Defect-engineered metal oxides hold great potential for enhancing arsenic capture through improved As₂O₃ adsorption and oxidation processes. However, the mechanisms underlying this enhancement, particularly the electronic effects stimulated by oxygen vacancy (OV) and the intrinsic oxidation schemes, are poorly understood. In this work, experimental and theoretical studies reveal that OV generated through citric acid etching of Fe-Mn binary sorbents markedly boosts the oxidation of As(III) by iron and manganese under oxic environments. Electron paramagnetic resonance and adsorption characteristics demonstrate that selective arsenic adsorption occurs at OV, leading to a 58.9 % enhancement in confined adsorption activity.
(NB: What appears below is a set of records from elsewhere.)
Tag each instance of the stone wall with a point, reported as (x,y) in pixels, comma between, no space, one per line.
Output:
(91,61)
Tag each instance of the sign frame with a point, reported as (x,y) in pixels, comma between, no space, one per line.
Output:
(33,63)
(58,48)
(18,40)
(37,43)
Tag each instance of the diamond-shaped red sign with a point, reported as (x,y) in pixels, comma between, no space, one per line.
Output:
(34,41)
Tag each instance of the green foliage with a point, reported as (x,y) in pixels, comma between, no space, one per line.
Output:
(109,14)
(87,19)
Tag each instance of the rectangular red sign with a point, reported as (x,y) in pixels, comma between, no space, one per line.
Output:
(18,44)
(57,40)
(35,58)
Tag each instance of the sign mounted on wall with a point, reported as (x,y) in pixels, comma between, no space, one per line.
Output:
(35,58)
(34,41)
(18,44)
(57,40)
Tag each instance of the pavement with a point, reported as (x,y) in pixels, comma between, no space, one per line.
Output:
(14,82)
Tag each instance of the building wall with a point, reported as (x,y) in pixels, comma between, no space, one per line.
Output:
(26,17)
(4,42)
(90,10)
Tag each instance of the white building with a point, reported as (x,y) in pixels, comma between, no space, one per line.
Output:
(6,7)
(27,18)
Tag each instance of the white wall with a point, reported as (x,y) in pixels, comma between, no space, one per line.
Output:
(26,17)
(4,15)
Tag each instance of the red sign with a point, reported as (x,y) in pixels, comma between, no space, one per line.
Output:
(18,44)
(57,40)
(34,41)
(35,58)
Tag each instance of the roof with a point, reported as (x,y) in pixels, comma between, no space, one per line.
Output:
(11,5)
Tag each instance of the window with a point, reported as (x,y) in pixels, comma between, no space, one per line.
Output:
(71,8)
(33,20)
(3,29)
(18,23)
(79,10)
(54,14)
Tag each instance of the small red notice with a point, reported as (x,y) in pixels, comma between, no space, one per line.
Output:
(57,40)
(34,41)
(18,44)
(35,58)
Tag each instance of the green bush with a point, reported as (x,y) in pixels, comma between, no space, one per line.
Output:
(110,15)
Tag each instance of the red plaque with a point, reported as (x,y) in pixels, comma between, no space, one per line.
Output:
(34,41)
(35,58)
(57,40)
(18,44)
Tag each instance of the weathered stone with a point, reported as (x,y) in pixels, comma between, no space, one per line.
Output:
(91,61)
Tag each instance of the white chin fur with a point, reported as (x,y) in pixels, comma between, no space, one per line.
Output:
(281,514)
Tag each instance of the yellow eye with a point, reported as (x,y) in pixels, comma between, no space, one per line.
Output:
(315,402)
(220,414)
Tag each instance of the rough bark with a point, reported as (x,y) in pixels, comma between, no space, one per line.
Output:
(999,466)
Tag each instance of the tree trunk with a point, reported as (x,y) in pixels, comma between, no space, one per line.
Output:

Electrochemical and electrostatic potential investigations demonstrate that OV generates a distinctive high-activity potential field on the surface, characterized by improved electrical conductivity and superior redox properties. Interfacial electron regulation enables OV to achieve directional electron redistribution for arsenic adsorption, driven by strengthened ionic and covalent bonds as well as bridged electron transport channels. The catalytic effect imparted by OV preferentially facilitates the conversion from physisorption to chemisorption, resulting in reinforced dynamic arsenic adsorption. Ultimately, the intrinsically intensified oxidative pathways for arsenic by OV were elucidated. Following the oxygen temperature programming desorption (O₂-TPD) and Mars-Maessen mechanism, OV facilitates the migration of surface lattice oxygen and reestablishes transport channels for bulk lattice oxygen, effectively lowering the rate-determining step energy barrier (exceeding 2.066 eV) and promoting the oxidation of As^3 + to As⁵⁺. These findings demonstrate that oxygen vacancy engineering can be effectively implemented in developing and utilizing efficient gaseous arsenic sorbents at both macroscopic and atomic levels.